Не надевая штанов, Пикассо пошел открывать. Оскорблю внешним видом. Заляпанный халат, свисающая мотня подштанников. Пожалеют, что так долго стучали. Кто там?

«Из России», — ответил нахальный голос. Картина жандарма погасла. Стала брезжить другая, не соответствующая звуку. Нет, это не Россини. Тот катится волной. С искрами. Наконец осенило: се вуа де ля Рюс. Значит, не за деньгами пришли, а, наоборот, с деньгами. Купят картину, вынут пачку хрустящих. Или выпишут чек Лионского Кредита, что хуже. Что много хуже. С ними обычно месье Куварда. Или Шеглонски. Надо им сказать, что хрустящие предпочтительней. Начинается мельканье чего-то неорганизованного, как всегда бывает при деньгах. Хочется все собрать и соскрести.

За дверью стоял высокий и худой. Выделялся большой рассопливленный нос. Заледеневшим болотом наглость в глазах стояла. Русских таких не бывает. Пабло в ловушке себя ощущал. Сейчас хватит палкой поперек головы. Такие, с палками, ходили в порту, били художников по головам, забирали мелочь. Как-то не думалось, что когда-нибудь придут прямо под дверь.

Этот самозванец плохо играет роль русского. У тех не бывает таких носов. Русские немолоды. У них большие щеки, но носы их смиренны. Русский вообще мягкий, а самозванец жесткий. Недавний покупатель по имени Сова был в бархате, а этот скрипит задубевшим на морозе сукном. Это скорее флотский, чем русский. Тут просится карандаш, а не пастель.

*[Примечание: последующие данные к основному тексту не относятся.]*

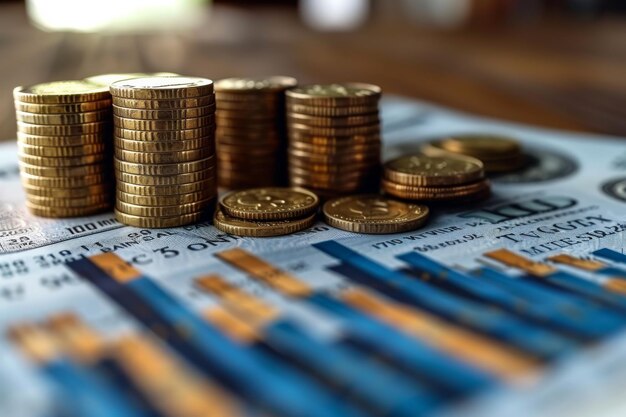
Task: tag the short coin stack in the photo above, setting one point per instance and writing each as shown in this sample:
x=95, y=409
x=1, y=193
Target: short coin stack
x=64, y=142
x=449, y=178
x=251, y=139
x=374, y=214
x=499, y=154
x=264, y=212
x=164, y=150
x=334, y=137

Много сейчас болтают о русских женщинах; дескать, новое поколение возникло юных нимф. Но почему, однако, все умалчивают, что у них пупырчатая кожа? Возьмите их живопись: не нужно и лупы, чтобы заметить розоватые пупырышки. Впрочем, в этом нет ничего дурного, быть может, и у первых нимф в аттических рощах была пупырчатая кожа.

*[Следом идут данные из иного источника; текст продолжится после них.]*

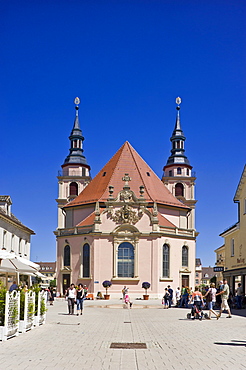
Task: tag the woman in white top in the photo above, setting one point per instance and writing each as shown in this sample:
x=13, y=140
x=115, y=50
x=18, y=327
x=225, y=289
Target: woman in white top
x=211, y=299
x=71, y=296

Все эти мысли пронеслись в голове Пикассо за несколько секунд, пока он молча взирал на клацающего зубами промерзшего иностранца. Такова черта гения: секунда может у него растянуться на страницу, год уляжется в одну строку.

«Что вам угодно, подозрительный человек?» — петухом вскинулся Пикассо, ногой пытаясь подтащить поближе каминные щипцы.

«Тебе привет, Пикассо, от слепых художников Российской империи!» — заорал пришелец. Зажмурившись и профессионально постукивая перед собой длинной тростью, он вошел в студию.

Через час, после множества нелепых натычек, намычек, набучек и нашлепок, взялись за распитие четвертной (трехлитровой) бутыли лё вэн руж. Татлин рассказывал новому дружку (их разделяли всего лишь шесть годков и пудик славы) великолепную по идиотизму историю.

Оказывается, он давно хотел с Павлом познакомиться. Московский друг из «Центрифуги», Ваня Аксенов такой… Да что ты, Павел, вовсе не со щеками, нет, не коричневый… Какой?.. А вот дай-ка мне на палец ляпис-то лазури, и вот тут позволь в твоей гоголеватости смешать… вот такого, скажем, хромотопа… Этот Иван… Ну, словом, Ванька ему много о Павле рассказывал и говорил, что это черт искусства, что за ним двадцатый век. А если это так, то мы все за тобой потащимся, потащимся, потащимся в будущее, Павел окаянный. И тогда мной решено было ехать в Париж подверстаться к Павлу. Ну ладно — к Паблу; какая разница?

Я был в Египте под парусами, в Греции под парами Добровольческого флота, в Абиссинии; неужели уж в Европе, матери родимой, пропаду? Одна беда — где взять, тити-мити, вот именно то, что ты воображаешь, потирая двумя перстами, дорогой Паблуша; их нету, нету, нету у меня!

А все ш таки Татлин — это Летатлин, схватываешь? Прихожу в Императорский выставочный комитет. Мое почтенье, любезнейшие держиморды! Вам на выставку в Берлине слепые малороссийские бандуристы не нужны? Вообрази, угадал! Как раз такого они и искали. Не знали, чем еще поразить цивилизованную Европу.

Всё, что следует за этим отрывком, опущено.